Endogenous ouabain is obviously not the only non-corticosteroid, non-catechol adrenal secretion product, but it now has a well defined and both acute and sustained (for at least 4 days) pressor action on the vasculature. Physiologically, in terms of homeostasis, elevation of EO secretion in response to Na+ loading may be to raise blood pressure and thus dump sodium via a pressure natriuresis. If torcetrapib in fact is shown to elevate EO secretion from the adrenal cortex, it may thus be that it forms part of a positive feedback loop with the undisputed increase in aldosterone secretion, with EO secretion supported chronically not only by torcetrapib but also by the aldosterone-induced positive sodium balance (Figure 1).

Figure 1
figure 1

Interaction between aldosterone and endogenous ouabain in chronic blood pressure elevation, and putatively in acute torcetrapib-induced elevation of blood pressure.

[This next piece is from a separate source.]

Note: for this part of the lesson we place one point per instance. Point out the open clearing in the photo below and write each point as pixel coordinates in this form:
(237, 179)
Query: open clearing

The possible inferences for the pathophysiology of aldosterone are exciting, particularly given that classical MR antagonists (for example, canrenone) are commonly used in studies on EO as partial agonists/predominant antagonists. In chronic Na+ deficiency, aldosterone levels can be extremely high—consistent with occupancy of unprotected cardiac MR substantially above normal levels—with no elevation of blood pressure or deleterious cardiovascular sequelae; under such conditions aldosterone is clearly homeostatic. When, however, aldosterone levels are inappropriate for sodium status, as in primary aldosteronism clinically, or in mineralocorticoid/salt animal models, even modestly elevated aldosterone levels have deleterious rather than homeostatic effects. The difference may be that in chronic Na+ deficiency EO secretion is suppressed, whereas with Na+ loading it is elevated. This reciprocity, in terms of response to Na+ status, may provide the key to a persisting enigma in aldosterone/Na+ pathophysiology—that of why aldosterone levels inappropriate for sodium status can be so detrimental in the cardiovascular system, whereas much higher levels in chronic sodium deficiency are not damaging but homeostatic. It may be that the enigma posed by this off-target effect of torcetrapib, on ‘any cause cardiovascular mortality’, may shed light on a more basic—and much older—enigma, that of how sodium status stochastically modifies target tissue responses to MR activation by aldosterone.

Conclusion

Clinical trials are designed with important but limited criteria in terms of outcomes, those of efficacy and safety. Buried in many clinical trials—RALES, ILLUMINATE and others21—are data which may have profound implications for clinical physiology and basic biology. Such rich seams of data need to be systematically mined, and research needs to be translated in both ways; not just bench top to bedside, but for clinical insights to inform and focus basic biological investigation.